妖精さんの語る言葉には、無言で耳を傾ける。
まるで、大事な過去を語るような、力強い輝きを放つ瞳と、言葉。
そして、続く言葉に感じられる、深い後悔と悲しみの響き。
「……これと、あの黒水を、作り出してしまった、ですか…?」
手の中の箱に収まる、二つの星核。
そして、この場にはないが、あの巨龍を形作っていた黒い水。
――よく考えれば、その存在の作られ方は聞いた事があっても、その「大元」までは知らない。
「……話したくない、と言うなら、無理には訊ねませんが。」
少し卑怯な聞き方だ、と自分でも思う。
それでも、話したい事があるならば、聞く準備はあると。
星を追う13人の反逆者達、そして星核と星骸の始まりについて。
無論、話したくない――あるいは、話すべき時ではないなら、深くは訊ねないが。
■エデン-H-プランク >
「もうっ、緋月ってばほんとにいい子なんだから」
抱き着く様に、立体映像が動いて、少女を抱きしめるように動く。
そして、少女の頭を撫でて、嬉しそうに笑っていた。
触れ合う事は出来なくとも、その真似事ならできる、と。
「いいのよ、緋月には知る権利があるもの。
ただ、今からすれば随分と昔の事。
13人の夜鷹が集まったのは、大変容の頃――大戦の最中まで遡らないといけないわね」
少女を抱いたまま、その肩に頭を乗せるようにして、妖精はすでに半世紀以上も昔の話を始める。

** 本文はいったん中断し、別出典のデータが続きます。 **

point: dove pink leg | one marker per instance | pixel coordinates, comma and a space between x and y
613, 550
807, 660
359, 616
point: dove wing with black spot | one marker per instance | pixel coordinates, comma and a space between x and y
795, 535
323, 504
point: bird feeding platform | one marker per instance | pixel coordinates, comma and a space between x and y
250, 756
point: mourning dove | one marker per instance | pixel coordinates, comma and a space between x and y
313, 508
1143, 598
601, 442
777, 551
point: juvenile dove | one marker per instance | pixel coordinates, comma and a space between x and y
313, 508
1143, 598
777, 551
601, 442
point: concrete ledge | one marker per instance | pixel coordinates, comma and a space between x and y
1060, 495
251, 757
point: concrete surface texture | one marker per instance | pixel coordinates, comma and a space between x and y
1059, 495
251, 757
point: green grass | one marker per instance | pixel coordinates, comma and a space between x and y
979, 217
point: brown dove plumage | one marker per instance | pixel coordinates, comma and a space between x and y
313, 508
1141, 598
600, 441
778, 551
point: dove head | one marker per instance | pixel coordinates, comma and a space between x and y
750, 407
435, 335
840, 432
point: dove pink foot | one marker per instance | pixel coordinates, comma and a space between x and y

「このお話は、世界で一番の美少女と、素直じゃなくて可愛らしい科学者が、大戦の中を旅する所から始まるの。
美少女の名前は、エデン。
そして科学者の名前は――メビウス。
私たちは戦友で、ええ、きっと、親友だったの」
そうして、大きな大戦の影に隠れた。
小さな反抗の話が語られるのだった。
ご案内:「医療施設群 医療研究施設」からエデン-H-プランクさんが去りました。
ご案内:「医療施設群 医療研究施設」から緋月さんが去りました。